1. 3

    This is really exciting. Do you have a list of the projects using nom in practice? You might want to submit to http://langsec.org/ if they have a CfP in 2016.

    1. 4

      well, I already presented it at Langsec 2015. For Langsec 2016, I would have to show something new. Maybe I have, maybe not ;)

      To find users, I take a look at a Github search. I also know it is used at some companies like Dropbox.

      1. 1

        awesome… I forget how I missed that. Here’s a link to your vid: https://www.youtube.com/watch?v=b7M8Uj7k_0Y

    1. 1

      I think its great to see “combinator style” parsers; after writing my first parser using Parsec I feel bad when writing quick-and-dirty parsers in C++/Java.

      However, and this may be pedantic, but I feel the claim “safe by default” is a bit strong. Seems the authors wants to say that it is memory safe (no use after free/out of bounds access) but in the absence of a safety specification for what the parser should do and a way to show the parser meets that specification I don’t think you could call it safe. Additionally, the fact that the library was fuzzed to “verify” it is safe seems to hint that it does not have a proof of the absence of such errors: such a proof is what I would call safe.

      Again, this is probably just me having my own definitions of what “safe” and “verify” mean.

      1. 7

        Again, this is probably just me having my own definitions of what “safe” and “verify” mean.

        In the context of Rust, ‘unsafe’ means ‘memory safety’.

        in the absence of a safety specification for what the parser should do and a way to show the parser meets that specification I don’t think you could call it safe

        Well, Rust as a language guarantees memory safety as long as you don’t use unsafe, and then it’s up to you to use it correctly. nom currently uses unsafe four times, two to perform an unsafe cast, and two to copy some pointers. As long as these four uses are correct, then if nom isn’t memory safe, it’s a bug in Rust.

        1. 2

          I know, absence of proof is not proof of absence. But outside of actual proof of correctness for the generated machine code (which exists in some specific cases, not applicable here yet), correct combinators able to withstand tools like AFL are a pretty good deal.

        1. 9

          Under “Why is Nom faster?”

          It uses the slice heavily, a Rust data structure containing a pointer and a length

          This is how ByteString works in Haskell, so I don’t think it’s a cogent explanation of why Nom is faster if your attoparsec parser is using ByteString.

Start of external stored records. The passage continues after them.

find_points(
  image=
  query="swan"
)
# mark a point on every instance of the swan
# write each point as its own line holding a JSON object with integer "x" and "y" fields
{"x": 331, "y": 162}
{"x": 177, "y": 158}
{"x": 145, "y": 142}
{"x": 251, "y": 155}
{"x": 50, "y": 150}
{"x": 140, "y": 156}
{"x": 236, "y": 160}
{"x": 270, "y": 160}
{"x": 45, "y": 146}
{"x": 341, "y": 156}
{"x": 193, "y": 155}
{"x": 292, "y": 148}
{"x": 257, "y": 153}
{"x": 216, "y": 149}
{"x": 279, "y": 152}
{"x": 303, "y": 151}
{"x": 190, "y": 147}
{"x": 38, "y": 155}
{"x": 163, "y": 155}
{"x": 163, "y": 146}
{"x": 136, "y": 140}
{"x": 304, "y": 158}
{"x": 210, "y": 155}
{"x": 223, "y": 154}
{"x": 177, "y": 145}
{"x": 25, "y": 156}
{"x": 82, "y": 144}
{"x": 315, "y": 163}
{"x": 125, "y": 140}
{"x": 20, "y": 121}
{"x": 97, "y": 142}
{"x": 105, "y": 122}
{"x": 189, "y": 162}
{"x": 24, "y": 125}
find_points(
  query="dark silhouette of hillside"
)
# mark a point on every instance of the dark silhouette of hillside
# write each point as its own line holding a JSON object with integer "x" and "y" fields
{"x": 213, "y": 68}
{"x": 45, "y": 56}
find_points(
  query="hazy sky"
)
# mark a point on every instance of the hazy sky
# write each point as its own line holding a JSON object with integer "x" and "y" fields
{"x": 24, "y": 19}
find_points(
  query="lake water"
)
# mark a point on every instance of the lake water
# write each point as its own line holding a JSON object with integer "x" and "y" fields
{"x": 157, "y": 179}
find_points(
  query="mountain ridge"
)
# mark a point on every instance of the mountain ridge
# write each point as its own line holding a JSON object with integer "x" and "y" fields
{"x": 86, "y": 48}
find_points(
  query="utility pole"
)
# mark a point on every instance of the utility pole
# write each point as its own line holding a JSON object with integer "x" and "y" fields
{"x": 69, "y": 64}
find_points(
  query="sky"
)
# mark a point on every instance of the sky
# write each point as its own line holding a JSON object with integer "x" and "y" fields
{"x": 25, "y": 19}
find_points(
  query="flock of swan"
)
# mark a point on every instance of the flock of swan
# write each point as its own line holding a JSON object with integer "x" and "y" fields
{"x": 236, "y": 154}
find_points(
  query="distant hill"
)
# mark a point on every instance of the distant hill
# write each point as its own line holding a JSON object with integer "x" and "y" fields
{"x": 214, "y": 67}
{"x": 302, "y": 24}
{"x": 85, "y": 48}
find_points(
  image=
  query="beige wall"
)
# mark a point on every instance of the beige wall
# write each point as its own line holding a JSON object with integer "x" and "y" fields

          It might very well be the case the Nom does a better job avoiding copying/allocations, but ByteString in Haskell already lets you do that. Vector and Text do too, but via different means.

          First glance at the attoparsec HTTP parser looks reasonable, but the benchmarking methodology is wildly different for Rust and Haskell AFAICT, so I’m a little suspicious of the comparison. It would’ve been better to compare Rust ~ Rust with the same benchmarking kit.

          1. 6

            I would really like to improve the benchmarking methodology, the one for C/C++ is not great either. It is still useful to establish a range and see in which category nom lies. The HTTP parser may have been less tested, but people spent some time on improving the MP4 parsers in Haskell.

            I’d like to investigate and see why there is a difference between Rust and Haskell here if attoparsec does it the same way.

            1. 3

              It would’ve been better to compare Rust ~ Rust with the same benchmarking kit.

              The thesis is really that you can write safe parsers without sacraficing speed. Comparing nom to other empiracally fast parsers is directly in support of that.

              While the benchmarking might be “wrong”, I didn’t read it as if the author cares that it’s faster. But, rather, just fast enough that you dont feel like you are giving up speed at the risk of safety. So, unless the benchmark is really wrong, I’m going to submit that this is fine.

              1. 2

                Errr, that’s not really how he put it when he first announced the benchmarks pre <1.0 but okay, we can go with that interpretation if it suits you.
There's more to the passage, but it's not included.